This, critics affirm, was written when Psameticus was king of Egypt. He reigned from 663 to 609 B.C.

33. “Neither shalt thou set thee up any image [pillar]” (Deut. xvi, 22).

This proves the late origin of the Pentateuch, or at least of Deuteronomy. Isaiah (xix, 19) instructs them to do the very thing which they are here forbidden to do, and as he would not have advised a violation of the law it is evident that this statute could not have existed in his time. Isaiah died about 750 years after Moses died.

34. The worship of the sun, moon, and stars by the Jews, is mentioned and condemned (Deut. iv, 19; xvii, 3).
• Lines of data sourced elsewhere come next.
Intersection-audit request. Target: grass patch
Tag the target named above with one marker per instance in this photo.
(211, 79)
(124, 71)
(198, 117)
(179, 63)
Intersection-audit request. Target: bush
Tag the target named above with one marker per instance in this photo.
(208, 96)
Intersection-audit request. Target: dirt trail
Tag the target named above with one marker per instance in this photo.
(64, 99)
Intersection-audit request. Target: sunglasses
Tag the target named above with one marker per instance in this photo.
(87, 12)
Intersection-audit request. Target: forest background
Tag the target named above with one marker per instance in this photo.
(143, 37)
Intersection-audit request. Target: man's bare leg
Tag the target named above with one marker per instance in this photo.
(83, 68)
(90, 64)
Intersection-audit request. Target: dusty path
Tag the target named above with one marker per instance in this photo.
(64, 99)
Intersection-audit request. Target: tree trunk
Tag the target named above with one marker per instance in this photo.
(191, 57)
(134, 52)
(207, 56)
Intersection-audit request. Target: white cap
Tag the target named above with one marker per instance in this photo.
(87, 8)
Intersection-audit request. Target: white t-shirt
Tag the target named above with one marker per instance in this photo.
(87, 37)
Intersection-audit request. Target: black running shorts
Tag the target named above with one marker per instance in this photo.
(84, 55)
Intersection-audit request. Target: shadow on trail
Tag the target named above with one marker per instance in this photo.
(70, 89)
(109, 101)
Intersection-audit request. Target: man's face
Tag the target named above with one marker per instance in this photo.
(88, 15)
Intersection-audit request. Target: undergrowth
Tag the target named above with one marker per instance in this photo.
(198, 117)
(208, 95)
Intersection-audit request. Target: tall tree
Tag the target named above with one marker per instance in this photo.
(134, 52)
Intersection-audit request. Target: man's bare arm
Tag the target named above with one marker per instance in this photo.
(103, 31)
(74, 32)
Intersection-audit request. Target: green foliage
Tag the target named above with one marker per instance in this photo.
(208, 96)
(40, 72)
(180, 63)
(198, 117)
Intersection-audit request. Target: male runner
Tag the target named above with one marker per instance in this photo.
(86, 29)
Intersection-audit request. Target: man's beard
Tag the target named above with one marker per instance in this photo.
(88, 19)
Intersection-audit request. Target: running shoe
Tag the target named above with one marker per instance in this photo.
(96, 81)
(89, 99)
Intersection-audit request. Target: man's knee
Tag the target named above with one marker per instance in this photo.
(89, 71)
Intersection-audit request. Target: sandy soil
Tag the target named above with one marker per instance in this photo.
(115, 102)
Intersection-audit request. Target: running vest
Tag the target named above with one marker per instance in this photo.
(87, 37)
This nature worship was adopted by them in the reign of Manasseh, 800 years after Moses.

35. “Wherefore it is said in the book of the Wars of the Lord, what he did in the Red Sea, and in the brooks of Arnon” (Num. xxi, 14).
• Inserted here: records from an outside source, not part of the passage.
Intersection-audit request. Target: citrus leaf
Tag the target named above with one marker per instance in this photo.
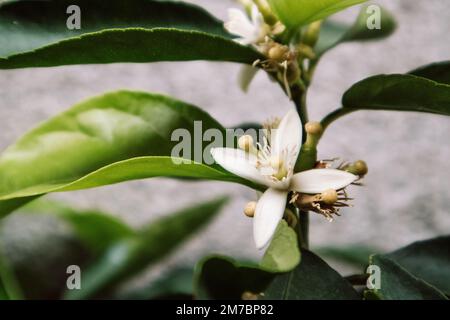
(130, 256)
(112, 138)
(35, 34)
(283, 253)
(219, 277)
(295, 13)
(312, 279)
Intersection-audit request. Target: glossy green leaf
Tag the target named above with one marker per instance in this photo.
(219, 277)
(108, 139)
(439, 72)
(334, 33)
(398, 284)
(35, 34)
(401, 92)
(428, 260)
(313, 279)
(283, 253)
(95, 229)
(295, 13)
(155, 241)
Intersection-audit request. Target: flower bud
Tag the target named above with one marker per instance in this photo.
(329, 196)
(291, 218)
(313, 128)
(306, 51)
(311, 34)
(293, 72)
(249, 209)
(358, 168)
(276, 162)
(245, 142)
(278, 52)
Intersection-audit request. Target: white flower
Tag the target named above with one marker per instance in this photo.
(272, 164)
(250, 31)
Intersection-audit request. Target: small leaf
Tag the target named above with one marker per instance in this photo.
(35, 34)
(95, 229)
(218, 277)
(428, 260)
(334, 33)
(283, 253)
(401, 92)
(398, 284)
(112, 138)
(312, 279)
(132, 255)
(295, 13)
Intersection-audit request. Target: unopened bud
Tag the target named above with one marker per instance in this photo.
(278, 52)
(329, 196)
(293, 72)
(245, 142)
(276, 162)
(314, 128)
(306, 51)
(311, 34)
(249, 209)
(358, 168)
(291, 218)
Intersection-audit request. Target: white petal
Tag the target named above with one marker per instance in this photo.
(257, 18)
(318, 180)
(238, 162)
(239, 24)
(288, 135)
(268, 213)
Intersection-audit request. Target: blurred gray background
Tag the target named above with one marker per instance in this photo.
(405, 197)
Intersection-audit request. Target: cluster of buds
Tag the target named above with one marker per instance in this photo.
(281, 62)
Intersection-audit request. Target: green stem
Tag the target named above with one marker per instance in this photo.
(299, 98)
(303, 229)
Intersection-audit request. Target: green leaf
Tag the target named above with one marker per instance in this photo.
(8, 206)
(439, 72)
(35, 34)
(131, 256)
(356, 255)
(313, 279)
(218, 277)
(95, 229)
(334, 33)
(176, 283)
(283, 253)
(401, 92)
(398, 284)
(428, 260)
(295, 13)
(112, 138)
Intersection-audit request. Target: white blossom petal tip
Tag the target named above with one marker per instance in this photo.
(268, 213)
(239, 163)
(318, 180)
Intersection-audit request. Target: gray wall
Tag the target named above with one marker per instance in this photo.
(406, 194)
The author of the Pentateuch here cites a book older than the Pentateuch, which gives an account of the journeyings of the Israelites from Egypt to Moab—from the Exodus to the end of Moses’ career.
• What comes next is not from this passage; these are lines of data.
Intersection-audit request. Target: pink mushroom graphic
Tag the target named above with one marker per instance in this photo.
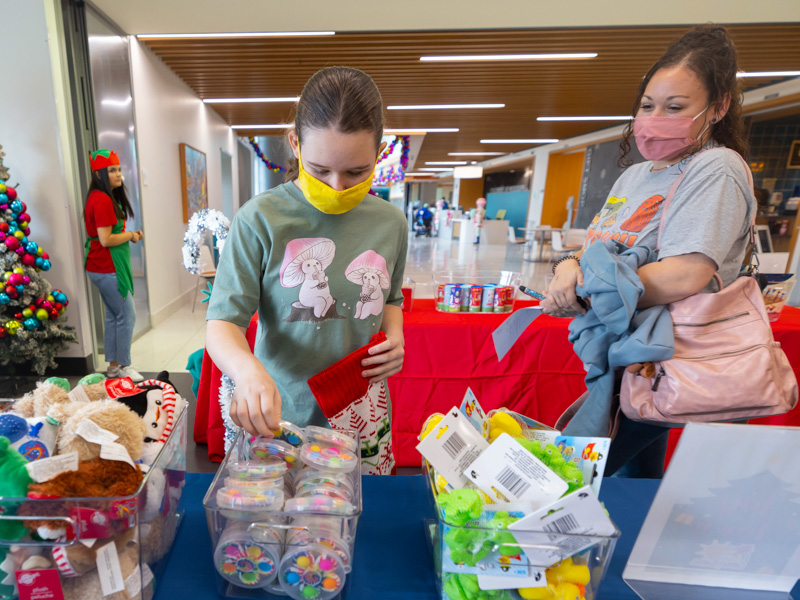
(369, 271)
(304, 264)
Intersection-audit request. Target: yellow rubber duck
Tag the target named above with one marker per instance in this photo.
(502, 422)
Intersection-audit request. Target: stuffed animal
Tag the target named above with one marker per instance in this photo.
(14, 483)
(99, 478)
(106, 414)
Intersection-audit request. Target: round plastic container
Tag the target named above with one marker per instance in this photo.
(291, 434)
(312, 572)
(329, 436)
(245, 562)
(249, 500)
(327, 457)
(478, 292)
(257, 470)
(319, 505)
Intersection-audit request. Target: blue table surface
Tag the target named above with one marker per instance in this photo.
(391, 559)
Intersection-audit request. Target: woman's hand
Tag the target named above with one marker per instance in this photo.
(562, 301)
(386, 359)
(256, 403)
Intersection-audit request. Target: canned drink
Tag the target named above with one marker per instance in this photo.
(466, 294)
(509, 305)
(475, 298)
(453, 296)
(487, 298)
(499, 299)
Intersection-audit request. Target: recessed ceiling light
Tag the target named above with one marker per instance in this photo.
(428, 130)
(618, 118)
(476, 153)
(147, 36)
(441, 106)
(274, 126)
(254, 100)
(471, 57)
(769, 74)
(520, 141)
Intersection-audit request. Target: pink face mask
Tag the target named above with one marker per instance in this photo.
(660, 138)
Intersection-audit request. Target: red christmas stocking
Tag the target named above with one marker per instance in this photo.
(350, 402)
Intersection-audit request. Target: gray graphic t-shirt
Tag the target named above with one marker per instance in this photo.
(709, 214)
(319, 283)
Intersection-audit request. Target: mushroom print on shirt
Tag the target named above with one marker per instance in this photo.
(369, 271)
(304, 263)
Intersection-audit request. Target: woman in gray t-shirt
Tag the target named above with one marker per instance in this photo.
(689, 101)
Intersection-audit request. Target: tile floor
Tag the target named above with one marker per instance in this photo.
(169, 345)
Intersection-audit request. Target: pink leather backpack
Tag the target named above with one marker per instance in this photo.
(726, 366)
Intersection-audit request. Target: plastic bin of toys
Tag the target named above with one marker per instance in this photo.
(283, 513)
(485, 557)
(96, 547)
(478, 292)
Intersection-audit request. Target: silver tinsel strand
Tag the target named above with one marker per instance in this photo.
(206, 219)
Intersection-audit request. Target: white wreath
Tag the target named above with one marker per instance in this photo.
(205, 219)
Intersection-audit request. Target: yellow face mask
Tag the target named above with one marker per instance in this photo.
(328, 200)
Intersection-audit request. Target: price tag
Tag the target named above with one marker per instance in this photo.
(46, 469)
(452, 446)
(507, 472)
(564, 522)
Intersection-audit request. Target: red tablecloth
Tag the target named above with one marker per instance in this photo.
(447, 353)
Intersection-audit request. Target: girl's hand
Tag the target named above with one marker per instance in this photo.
(561, 298)
(256, 403)
(387, 359)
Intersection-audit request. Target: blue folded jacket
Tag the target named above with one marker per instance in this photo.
(613, 333)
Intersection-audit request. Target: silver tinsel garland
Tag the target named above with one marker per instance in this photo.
(206, 219)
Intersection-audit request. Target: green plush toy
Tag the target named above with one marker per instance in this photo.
(551, 456)
(14, 482)
(460, 586)
(460, 506)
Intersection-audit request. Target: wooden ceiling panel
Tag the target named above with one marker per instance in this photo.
(255, 67)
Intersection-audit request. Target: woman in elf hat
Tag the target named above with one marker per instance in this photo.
(108, 259)
(303, 253)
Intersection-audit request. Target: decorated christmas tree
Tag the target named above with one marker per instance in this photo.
(32, 325)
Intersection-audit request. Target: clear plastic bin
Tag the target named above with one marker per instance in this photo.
(477, 292)
(265, 553)
(491, 555)
(140, 527)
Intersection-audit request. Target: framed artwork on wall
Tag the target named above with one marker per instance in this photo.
(194, 180)
(794, 156)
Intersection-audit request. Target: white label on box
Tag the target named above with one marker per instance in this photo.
(473, 410)
(78, 394)
(133, 584)
(108, 570)
(578, 514)
(46, 468)
(452, 446)
(92, 432)
(507, 472)
(115, 451)
(506, 582)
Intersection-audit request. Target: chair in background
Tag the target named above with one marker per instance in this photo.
(207, 270)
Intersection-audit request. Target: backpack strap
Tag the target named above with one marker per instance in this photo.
(674, 187)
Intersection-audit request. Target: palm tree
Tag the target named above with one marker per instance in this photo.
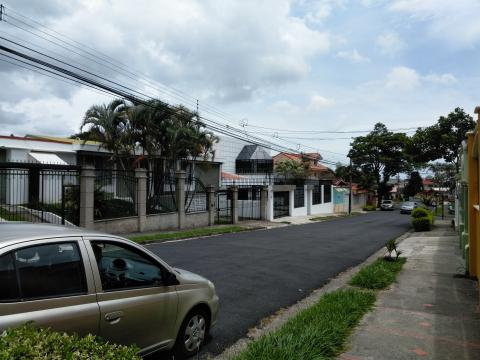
(109, 125)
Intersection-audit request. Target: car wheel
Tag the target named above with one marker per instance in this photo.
(192, 334)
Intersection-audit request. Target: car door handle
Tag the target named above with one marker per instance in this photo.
(114, 316)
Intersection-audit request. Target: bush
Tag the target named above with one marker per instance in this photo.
(28, 342)
(420, 212)
(422, 219)
(378, 275)
(421, 224)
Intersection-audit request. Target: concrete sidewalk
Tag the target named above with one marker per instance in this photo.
(430, 313)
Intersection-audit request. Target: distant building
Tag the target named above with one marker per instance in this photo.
(316, 169)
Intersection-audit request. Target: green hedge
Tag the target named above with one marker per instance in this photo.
(27, 342)
(422, 219)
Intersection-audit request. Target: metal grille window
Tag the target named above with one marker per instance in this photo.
(32, 193)
(195, 197)
(161, 193)
(317, 194)
(327, 193)
(299, 198)
(114, 195)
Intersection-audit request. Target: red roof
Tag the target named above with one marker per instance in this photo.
(229, 176)
(32, 139)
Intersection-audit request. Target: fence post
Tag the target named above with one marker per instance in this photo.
(141, 197)
(234, 192)
(87, 179)
(180, 197)
(211, 204)
(264, 203)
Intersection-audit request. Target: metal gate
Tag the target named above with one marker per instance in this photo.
(281, 204)
(223, 213)
(249, 202)
(39, 193)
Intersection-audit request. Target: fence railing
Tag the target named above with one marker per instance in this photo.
(161, 194)
(114, 194)
(39, 195)
(195, 196)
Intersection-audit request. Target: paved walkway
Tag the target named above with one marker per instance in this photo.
(430, 313)
(257, 273)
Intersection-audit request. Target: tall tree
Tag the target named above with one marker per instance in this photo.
(441, 140)
(414, 185)
(379, 155)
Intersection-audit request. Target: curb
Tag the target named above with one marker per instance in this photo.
(275, 321)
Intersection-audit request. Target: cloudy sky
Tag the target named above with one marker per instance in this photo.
(327, 65)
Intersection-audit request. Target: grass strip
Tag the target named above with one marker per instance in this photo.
(187, 233)
(333, 217)
(378, 275)
(319, 332)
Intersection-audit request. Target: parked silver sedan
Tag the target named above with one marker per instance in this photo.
(81, 281)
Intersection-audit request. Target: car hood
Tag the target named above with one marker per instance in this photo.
(188, 277)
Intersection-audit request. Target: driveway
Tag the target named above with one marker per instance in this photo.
(258, 272)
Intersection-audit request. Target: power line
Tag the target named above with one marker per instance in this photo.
(119, 89)
(106, 58)
(324, 132)
(134, 98)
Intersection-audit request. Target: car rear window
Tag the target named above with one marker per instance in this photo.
(8, 279)
(50, 270)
36. “And thou shalt write upon the stones all the words of this law very plainly” (Deut. xxvii, 8).

“And he [Joshua] wrote there upon the stones a copy of the law of Moses” (Josh. viii, 32).

Christians affirm that the Law of Moses and the Pentateuch are one. That this Law of Moses was not the one hundred and fifty thousand words of the Pentateuch is shown by the fact that after the death of Moses it was all engraved upon a stone altar.

37. “Now the man Moses was very meek, above all the men which were upon the face of the earth” (Num. xii, 3).